*303OPINION OF THE COURT
Donald N. Silverman, J.This proceeding is brought pursuant to CPLR article 78. Petitioner, Cellular Telephone Company (hereinafter Metro One), seeks a review of the April 10, 1991 resolution issued by the respondent Zoning Board of Appeals of the Village of Dobbs Ferry (hereinafter ZBA). This resolution affirmed the Building Inspector’s denial for a permit to construct a cell site1 as a nonconforming use, and further denied Metro One’s application for a use variance for the site. Metro One alleges that the ZBA’s determination is arbitrary, capricious, and contrary to the facts and the law. On these grounds, Metro One requests the court to direct the ZBA to approve its application for a use variance. In light of the allegations and requested relief this special proceeding is in the nature of mandamus to review. This appears to be a matter of first impression to the extent it applies a public utility standard to an issue of siting an unpermitted use.
The court has received the following papers for consideration: petition with exhibits, supporting affidavits, and supporting memorandum of law; verified answer, supporting affidavit in opposition, supporting memorandum of law in opposition, and certified return; amicus curiae memorandum of law in support of petition; various letters in response to above and each other dated October 8, 9, 11 and 12, 1991; and the Zoning Code of the Village of Dobbs Ferry as amended in 1989.
Metro One made application to the ZBA for a use variance on October 18, 1990 in order to construct a cell site on a parcel of property owned by the Children’s Village.2 The parcel subject to the lease agreement is approximately 800 square feet of land located within Children’s Village. A 70-foot water tower is located on this parcel. The tower is also subject to the lease agreement for the purpose of locating antennas. This is the only structure currently on the leased parcel. *304Construction of the proposed cell site would include the attachment of nine antennas to the existing water tower. These antennas would not exceed the tower’s height or alter the skyline. A 14 by 28 foot modular building to house equipment, an access road, and fencing would also be included.

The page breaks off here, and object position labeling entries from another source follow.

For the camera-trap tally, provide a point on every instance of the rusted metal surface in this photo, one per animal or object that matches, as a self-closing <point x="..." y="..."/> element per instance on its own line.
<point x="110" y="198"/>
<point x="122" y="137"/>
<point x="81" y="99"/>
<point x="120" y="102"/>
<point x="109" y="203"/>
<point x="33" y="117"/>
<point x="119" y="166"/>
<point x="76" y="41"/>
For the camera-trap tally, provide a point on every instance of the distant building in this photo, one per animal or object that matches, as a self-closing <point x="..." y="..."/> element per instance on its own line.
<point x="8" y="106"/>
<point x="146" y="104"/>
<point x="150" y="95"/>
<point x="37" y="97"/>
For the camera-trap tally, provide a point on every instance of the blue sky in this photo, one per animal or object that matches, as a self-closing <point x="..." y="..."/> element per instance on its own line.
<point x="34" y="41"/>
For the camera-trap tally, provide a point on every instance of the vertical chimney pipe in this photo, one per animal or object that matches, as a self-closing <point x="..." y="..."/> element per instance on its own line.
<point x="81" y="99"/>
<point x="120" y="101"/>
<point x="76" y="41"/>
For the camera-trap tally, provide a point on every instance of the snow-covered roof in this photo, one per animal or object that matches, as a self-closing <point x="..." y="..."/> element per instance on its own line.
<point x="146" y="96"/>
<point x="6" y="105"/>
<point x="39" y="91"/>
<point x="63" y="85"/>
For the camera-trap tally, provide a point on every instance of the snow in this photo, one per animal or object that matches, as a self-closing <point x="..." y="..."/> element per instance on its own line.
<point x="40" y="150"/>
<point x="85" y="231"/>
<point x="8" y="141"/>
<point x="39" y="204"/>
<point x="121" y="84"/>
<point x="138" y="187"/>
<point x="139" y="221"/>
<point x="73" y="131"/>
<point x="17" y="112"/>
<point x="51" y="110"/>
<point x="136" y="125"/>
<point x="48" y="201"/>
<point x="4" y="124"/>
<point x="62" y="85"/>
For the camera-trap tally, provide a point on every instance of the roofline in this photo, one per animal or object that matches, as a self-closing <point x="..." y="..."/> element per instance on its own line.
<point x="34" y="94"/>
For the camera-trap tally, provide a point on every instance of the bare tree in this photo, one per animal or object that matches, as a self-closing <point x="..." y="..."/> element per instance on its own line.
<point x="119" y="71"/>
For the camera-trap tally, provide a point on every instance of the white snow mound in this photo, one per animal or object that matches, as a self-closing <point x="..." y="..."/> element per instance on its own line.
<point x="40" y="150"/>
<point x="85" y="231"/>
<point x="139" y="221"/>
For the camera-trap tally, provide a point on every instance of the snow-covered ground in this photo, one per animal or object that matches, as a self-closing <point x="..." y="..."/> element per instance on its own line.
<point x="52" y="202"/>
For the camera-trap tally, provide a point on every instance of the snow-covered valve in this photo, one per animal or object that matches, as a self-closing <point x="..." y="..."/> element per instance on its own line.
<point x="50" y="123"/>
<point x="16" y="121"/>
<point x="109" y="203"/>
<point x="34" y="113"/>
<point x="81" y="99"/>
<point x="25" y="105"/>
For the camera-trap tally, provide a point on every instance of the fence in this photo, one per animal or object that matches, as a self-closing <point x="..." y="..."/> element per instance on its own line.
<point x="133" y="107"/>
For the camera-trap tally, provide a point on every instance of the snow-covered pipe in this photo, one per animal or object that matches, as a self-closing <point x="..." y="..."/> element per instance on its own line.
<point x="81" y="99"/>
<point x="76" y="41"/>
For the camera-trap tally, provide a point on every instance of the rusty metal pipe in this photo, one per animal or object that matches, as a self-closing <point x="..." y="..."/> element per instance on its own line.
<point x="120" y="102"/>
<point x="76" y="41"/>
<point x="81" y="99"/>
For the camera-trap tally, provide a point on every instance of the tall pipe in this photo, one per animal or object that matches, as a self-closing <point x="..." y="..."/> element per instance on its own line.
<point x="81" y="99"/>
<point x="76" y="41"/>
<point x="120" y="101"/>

Under the local zoning code this is neither an as of right use within an educational zone, nor a use allowed by special permit. As a consequence, the Building Inspector denied Metro One’s application for a building permit. Petitioner then sought relief from the ZBA by application for a use variance. A series of public hearings regarding Metro One’s application commenced on November 14, 1990 and was continued on January 9, 1991 and February 13, 1991. During these hearings, Metro One presented expert testimony regarding the visual impact, noise levels, and health risks of the proposed site, and answered questions from the ZBA and local residents.3 At the ZBA’s request, Metro One submitted the full lease agreement between it and the Children’s Village. Also at the ZBA’s request, Metro One supplied current safety standards regarding radio transmissions, such as those used by cellular telephone communications, from the American National Standards Institute; the Environmental Protection Agency; and the Occupational Safety and Health Act (29 USC § 651 et seq.).4 Metro One also complied with the ZBA’s request for documentation of alternative sites.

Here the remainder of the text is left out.